Feep! » Blog » Post

A unified data processing framework

I've been managing the process of importing StackExchange posts with an increasingly hacky and annoying shell script. Today I built out what I hope will be a useful replacement, though I'm still not entirely happy with it.

(Note: this post is backdated; it was written Jan 17, 2022.)

The procedure for getting a StackExchange site into the index looks something like this:

graph TD subgraph download Z{{wget}} --> A end subgraph process A[.7z] --> B{{"7z e Posts.xml | extract_xml.py"}} B --> C[.questions.jsonl] B --> D[.answers.jsonlx] B ----> E[.aqmap.dat] D --> F{{"sort | cut"}} F --> G[.answers.jsonl] end subgraph - G --> H[[source]] C --> H E -- "*.aqmap.dat" --> I[[canonicalize]] end subgraph getlinks H --> GL{{ingest/output_links.js}} --> LJ[.links.json.gz] end subgraph genlinkdat LJ & I --> P1{{generate_link_dat.js}} --> P2[.links.dat] end subgraph pageranks_calc P2 -- "*.links.dat" --> P3{{"pageranks_calc.js"}} --> P4[pageranks.dat] end subgraph elasticimport H & P4 --> E1{{ingest/output_elastic.js}} --> EX[(index)] end style - fill:none,stroke:none

Did you wear out your scrollbar going past that? Yeah, it's a lot of moving pieces. Each of those boxes represents a shell script, and they all have to be run in the right order, separately for each StackExchange site, but keeping track of breaks in the flow where we need data for all of them simultaneously. Plus this is only one datasource of the many I expect to have. Oh, and also, sometimes I only want to run part of the process for debugging. I've been coordinating all of this with some shell scripts, but it's still klunky and hard to keep track of.

In an attempt to simplify this, I've built what I call the "dispatcher" which has this process represented as a complete DAG (minus the Elastic part which I haven't built in yet), and can track dependencies. This is designed along the same lines as the ingestion processor system which has worked very well, though I don't feel like I've got the abstraction quite as nice this time.

The idea is that the dispatcher knows about every task. I've shown the diagram above with a single StackExchange site, but for example in the dispatcher's DAG the pageranks_calc task depends on 60 different genlinkdat tasks, one for each site. Each task has an execution method, a list of dependencies (possibly with wildcards), and some way to check if it's stale. (Of course a task is also considered stale if any of its dependencies are stale.)
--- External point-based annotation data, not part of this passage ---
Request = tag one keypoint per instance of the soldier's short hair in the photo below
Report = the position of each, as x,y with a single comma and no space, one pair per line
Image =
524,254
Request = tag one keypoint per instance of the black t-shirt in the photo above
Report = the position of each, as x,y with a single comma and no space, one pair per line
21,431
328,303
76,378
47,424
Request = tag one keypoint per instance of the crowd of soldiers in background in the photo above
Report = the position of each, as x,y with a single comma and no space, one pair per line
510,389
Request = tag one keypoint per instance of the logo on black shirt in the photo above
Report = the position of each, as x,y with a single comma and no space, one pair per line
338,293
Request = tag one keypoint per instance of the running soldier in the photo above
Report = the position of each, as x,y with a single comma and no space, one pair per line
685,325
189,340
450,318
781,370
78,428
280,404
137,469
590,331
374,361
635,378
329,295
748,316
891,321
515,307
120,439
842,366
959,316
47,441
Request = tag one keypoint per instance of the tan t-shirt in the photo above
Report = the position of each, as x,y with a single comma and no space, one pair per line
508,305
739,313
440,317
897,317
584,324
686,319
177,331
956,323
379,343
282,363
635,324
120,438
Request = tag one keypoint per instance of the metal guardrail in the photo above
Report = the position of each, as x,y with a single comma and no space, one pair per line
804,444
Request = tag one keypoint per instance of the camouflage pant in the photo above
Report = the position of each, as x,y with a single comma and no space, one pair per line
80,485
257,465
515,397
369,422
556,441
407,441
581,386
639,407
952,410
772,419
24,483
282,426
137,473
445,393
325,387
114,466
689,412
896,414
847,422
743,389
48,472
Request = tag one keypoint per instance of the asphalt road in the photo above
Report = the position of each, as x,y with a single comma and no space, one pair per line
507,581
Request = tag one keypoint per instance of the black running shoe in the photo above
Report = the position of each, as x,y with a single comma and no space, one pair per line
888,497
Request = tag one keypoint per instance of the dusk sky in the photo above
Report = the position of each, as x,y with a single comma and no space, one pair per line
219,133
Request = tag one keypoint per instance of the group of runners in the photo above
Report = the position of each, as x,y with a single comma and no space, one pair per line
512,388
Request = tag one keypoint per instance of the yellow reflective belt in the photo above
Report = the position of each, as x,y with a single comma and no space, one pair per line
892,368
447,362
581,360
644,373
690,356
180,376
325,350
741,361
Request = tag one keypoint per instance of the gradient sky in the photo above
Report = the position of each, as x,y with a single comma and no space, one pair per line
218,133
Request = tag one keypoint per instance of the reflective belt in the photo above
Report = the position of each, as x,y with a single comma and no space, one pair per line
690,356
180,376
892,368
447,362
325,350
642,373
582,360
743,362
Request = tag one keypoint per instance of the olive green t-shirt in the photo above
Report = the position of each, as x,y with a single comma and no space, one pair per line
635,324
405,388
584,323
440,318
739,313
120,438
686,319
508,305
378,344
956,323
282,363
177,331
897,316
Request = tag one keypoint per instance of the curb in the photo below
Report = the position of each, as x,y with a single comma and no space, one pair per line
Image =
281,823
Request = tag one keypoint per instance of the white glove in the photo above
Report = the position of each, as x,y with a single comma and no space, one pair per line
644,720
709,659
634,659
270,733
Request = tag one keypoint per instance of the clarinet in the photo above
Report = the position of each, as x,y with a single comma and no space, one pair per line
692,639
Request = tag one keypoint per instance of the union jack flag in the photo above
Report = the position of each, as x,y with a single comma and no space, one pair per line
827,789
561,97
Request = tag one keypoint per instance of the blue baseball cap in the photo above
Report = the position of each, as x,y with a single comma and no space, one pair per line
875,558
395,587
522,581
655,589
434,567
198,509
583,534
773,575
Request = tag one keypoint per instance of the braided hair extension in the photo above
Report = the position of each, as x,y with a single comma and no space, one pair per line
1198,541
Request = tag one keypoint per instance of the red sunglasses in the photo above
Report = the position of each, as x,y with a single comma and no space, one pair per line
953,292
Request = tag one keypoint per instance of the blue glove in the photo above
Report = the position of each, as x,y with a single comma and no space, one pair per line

The first step that happens when the dispatcher runs is that it calculates a list of all the tasks and their dependencies. (This happens at runtime so that I can have the code dynamically update, for example as more StackExchange sites are added.) Once it has the list, it iterates through it and checks for stale tasks. (It also makes a list of reasons why the task is considered stale, such as “missing output file X” or “older than dependency Y”, to help with debugging.) Finally it does a simple topological sort (make sure each of a task's dependencies is in the execution list before appending that task to the list) and begins executing—which currently consists mainly of call to child_process.spawn, though I have plans to make it more integrated.

I also have some flags for filtering and querying, so I can do things like ask it which tasks are currently stale and why:

$ node ./dispatcher.js status --stale
datasource:stackexchange,subset:stackoverflow.com,action:download stale (missing output file stackoverflow.com-Posts.7z)
datasource:stackexchange,subset:stackoverflow.com,action:extract-posts stale (stale dep datasource:stackexchange,subset:stackoverflow.com,action:download)
datasource:stackexchange,subset:stackoverflow.com,action:sort-posts stale (stale dep datasource:stackexchange,subset:stackoverflow.com,action:extract-posts)
datasource:stackexchange,subset:stackoverflow.com,action:getlinks stale (stale dep datasource:stackexchange,subset:stackoverflow.com,action:sort-posts)
datasource:stackexchange,subset:askubuntu.com,action:getlinks stale (older than dep datasource:stackexchange,subset:askubuntu.com,action:sort-posts)

or have it only run downloads but skip other changes for now:

$ node ./dispatcher.js exec datasource:stackexchange,action:download

Right now each task is executed in a separate process and all of the data that's passed between tasks is stored in files, so this is mostly an overcomplicated way of emulating make. However, I have plans to extend this system to support streaming results, which will let me save on disk space (since I won't need to store intermediate files) and also improve performance (by avoiding serialization/deserialization overhead)—and though it’ll need a bit more thinking to figure out how to set things up so these plans work well I have high hopes for this scheme.